Jenderal James McConville, Kepala Staf Angkatan Darat Amerika, juga baru saja mengumumkan rencana penggantian slogannya menjadi, put people first. Ia juga mengatakan, “When we take care of our people and treat each other with dignity and respect, we will have a much stronger, and more committed Army.”

Tampaknya, kecenderungan untuk mementingkan relationship leadership di beragam sektor semakin lama semakin kuat.

Jadi, sebetulnya apa yang berubah? Apakah stereotip sudah bergeser? Kenyataannya, stereotip bahwa perempuan lebih kuat dalam membina relasi daripada pria memang sudah ada sejak 1946.

Stereotip tersebut relatif tidak berubah sampai sekarang. Kebutuhan akan gaya kepemimpinan lainlah yang berubah.

Situasi yang sangat terasa berubah adalah animo masyarakat terhadap pemimpin yang top-down semakin lama semakin kecil. Orang butuh pemimpin yang tidak hanya take charge, tetapi juga lebih take care.

Pemimpin dengan kualitas-kualitas yang biasanya dimiliki oleh perempuan, yaitu sensitivitas, kehangatan, dan pengertian, dibutuhkan masyarakat masa kini. Kita bisa melihat dengan jelas perbedaan antara simpati yang diciptakan oleh pemerintahan Trump dan Biden-Harris saat ini.

Hyper masculine leadership yang dipertontonkan CEO Uber Travis Kallanick sama sekali sudah tidak mempan, bahkan dianggap toxic.
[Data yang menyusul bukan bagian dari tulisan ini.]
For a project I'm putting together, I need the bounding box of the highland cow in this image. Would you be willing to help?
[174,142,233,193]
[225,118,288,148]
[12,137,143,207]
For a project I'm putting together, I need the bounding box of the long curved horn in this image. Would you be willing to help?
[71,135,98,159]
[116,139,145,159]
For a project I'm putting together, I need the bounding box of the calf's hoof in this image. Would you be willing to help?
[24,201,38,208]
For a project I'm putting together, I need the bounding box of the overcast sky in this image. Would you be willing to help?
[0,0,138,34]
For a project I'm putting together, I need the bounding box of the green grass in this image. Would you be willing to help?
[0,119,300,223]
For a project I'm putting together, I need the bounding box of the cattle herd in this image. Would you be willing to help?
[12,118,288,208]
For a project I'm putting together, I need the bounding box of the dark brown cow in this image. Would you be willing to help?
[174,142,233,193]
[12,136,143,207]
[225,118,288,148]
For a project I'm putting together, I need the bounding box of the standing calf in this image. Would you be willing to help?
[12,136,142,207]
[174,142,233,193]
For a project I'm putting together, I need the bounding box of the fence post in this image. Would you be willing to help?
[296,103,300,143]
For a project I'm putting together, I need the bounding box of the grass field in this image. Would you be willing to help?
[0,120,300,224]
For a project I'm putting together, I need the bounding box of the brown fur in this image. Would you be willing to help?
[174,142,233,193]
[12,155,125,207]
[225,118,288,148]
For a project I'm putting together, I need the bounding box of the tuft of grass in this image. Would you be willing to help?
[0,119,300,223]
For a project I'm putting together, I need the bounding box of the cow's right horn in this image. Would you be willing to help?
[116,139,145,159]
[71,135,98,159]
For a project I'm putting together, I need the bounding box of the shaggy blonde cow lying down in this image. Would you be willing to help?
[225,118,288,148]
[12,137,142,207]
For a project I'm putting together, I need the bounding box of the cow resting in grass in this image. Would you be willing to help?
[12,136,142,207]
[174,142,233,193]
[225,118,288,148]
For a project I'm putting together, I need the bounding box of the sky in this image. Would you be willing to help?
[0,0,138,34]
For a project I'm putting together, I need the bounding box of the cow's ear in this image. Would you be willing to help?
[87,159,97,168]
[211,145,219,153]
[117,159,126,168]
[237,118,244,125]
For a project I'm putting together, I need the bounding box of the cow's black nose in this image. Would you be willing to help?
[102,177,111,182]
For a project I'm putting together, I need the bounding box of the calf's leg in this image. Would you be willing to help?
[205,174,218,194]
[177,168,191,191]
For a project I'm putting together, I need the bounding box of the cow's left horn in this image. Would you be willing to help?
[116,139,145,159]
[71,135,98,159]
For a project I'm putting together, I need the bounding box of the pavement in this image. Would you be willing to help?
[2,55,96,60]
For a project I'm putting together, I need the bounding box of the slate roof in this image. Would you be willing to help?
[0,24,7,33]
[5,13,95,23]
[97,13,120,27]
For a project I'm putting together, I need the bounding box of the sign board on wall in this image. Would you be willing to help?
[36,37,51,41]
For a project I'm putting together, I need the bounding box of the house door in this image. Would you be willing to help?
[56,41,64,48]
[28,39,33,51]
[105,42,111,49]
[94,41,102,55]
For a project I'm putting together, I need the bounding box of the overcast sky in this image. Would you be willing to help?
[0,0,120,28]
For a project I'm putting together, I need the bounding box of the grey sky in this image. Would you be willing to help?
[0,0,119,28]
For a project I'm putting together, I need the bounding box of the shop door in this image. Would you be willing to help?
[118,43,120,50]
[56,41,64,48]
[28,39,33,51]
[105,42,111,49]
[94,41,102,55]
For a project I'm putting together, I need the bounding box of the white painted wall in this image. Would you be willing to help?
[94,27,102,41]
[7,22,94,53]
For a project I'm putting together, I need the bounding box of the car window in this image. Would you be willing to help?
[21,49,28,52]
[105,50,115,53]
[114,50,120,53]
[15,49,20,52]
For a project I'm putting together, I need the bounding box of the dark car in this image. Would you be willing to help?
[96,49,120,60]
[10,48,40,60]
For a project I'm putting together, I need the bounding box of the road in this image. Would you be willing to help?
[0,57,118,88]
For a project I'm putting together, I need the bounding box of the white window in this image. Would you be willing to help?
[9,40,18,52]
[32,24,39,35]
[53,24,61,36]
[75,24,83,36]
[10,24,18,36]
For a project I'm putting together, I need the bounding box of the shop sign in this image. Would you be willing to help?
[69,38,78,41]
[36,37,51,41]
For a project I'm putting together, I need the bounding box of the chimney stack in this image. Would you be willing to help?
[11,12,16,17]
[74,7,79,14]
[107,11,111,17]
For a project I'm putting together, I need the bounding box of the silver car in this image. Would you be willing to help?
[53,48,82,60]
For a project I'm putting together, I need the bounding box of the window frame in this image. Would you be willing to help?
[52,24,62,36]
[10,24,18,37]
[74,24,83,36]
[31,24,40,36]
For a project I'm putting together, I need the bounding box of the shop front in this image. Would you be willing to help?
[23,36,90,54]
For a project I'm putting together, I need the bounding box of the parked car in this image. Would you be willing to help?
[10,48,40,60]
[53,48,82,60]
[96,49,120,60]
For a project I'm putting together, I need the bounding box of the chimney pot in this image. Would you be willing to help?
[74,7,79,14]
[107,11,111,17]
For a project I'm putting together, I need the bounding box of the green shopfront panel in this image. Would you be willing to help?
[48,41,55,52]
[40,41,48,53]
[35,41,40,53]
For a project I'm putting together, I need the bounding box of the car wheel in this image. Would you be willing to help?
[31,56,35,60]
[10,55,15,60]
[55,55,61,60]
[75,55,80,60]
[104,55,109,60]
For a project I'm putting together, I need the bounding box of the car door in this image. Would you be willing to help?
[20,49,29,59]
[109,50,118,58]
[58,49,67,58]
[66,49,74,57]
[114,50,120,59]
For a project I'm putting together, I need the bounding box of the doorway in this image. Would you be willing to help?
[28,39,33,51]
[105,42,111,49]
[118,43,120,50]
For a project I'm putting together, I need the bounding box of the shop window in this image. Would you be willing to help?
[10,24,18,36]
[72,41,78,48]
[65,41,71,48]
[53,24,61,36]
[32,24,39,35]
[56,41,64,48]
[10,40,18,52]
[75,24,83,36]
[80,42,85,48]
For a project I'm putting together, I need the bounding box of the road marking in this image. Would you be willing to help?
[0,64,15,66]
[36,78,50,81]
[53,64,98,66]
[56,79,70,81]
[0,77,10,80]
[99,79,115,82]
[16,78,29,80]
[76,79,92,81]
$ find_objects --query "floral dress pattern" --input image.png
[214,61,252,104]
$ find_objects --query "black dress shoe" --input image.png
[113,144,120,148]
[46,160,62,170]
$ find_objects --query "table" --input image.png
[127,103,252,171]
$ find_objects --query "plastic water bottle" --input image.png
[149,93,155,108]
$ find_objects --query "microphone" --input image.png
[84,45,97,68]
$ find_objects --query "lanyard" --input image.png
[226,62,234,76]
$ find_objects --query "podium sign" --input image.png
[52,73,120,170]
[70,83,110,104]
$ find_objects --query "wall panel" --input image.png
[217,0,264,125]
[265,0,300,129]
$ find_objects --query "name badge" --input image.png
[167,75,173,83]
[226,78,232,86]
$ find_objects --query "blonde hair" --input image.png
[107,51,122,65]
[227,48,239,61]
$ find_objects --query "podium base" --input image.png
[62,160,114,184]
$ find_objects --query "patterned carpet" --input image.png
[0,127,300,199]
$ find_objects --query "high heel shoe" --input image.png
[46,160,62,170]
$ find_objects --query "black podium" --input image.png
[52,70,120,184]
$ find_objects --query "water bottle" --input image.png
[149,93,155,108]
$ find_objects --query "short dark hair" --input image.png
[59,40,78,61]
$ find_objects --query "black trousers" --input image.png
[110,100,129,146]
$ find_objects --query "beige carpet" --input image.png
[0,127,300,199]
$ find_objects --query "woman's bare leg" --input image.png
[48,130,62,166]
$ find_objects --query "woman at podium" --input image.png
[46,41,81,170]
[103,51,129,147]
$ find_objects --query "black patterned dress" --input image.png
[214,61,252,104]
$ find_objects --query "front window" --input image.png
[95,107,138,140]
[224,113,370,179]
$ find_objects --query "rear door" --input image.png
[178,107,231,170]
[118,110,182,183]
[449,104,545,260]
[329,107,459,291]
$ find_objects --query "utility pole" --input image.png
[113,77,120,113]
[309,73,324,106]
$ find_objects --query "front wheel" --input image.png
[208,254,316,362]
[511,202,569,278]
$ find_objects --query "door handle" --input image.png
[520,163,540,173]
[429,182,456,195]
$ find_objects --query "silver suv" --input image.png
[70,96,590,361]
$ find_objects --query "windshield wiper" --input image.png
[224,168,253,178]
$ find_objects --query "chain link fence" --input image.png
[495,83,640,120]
Individu memang merasa lebih nyaman bila pemimpin memperhatikan mereka, apalagi pada zaman krisis kesehatan seperti ini.

Dengan diperhatikan, terbukti para followers lebih mau bekerja sama dan patuh kepada pemimpinnya. Contohnya saja, sikap masyarakat Selandia Baru dalam menerapkan protokol kesehatan secara tertib. Bukankah itu bukti dari hukum timbal balik?

Hal yang juga merupakan perbedaan nyata adalah bagaimana para pemimpin laki-laki menyemangati rakyatnya dibanding pemimpin perempuan.

Pemimpin laki-laki umumnya menggunakan peperangan dan taktik yang berlandaskan pada ketakutan untuk membicarakan Covid-19. Sementara itu, pemimpin perempuan lebih banyak menyinggung unsur keluarga, anak, dan kelompok-kelompok yang lemah sehingga lebih bernada kohesi dan compassion.

Seperti kata Angela Merkel, “These are not just abstract numbers in statistics, but this is about a father or grandfather, a mother or grandmother, a partner—this is about people.”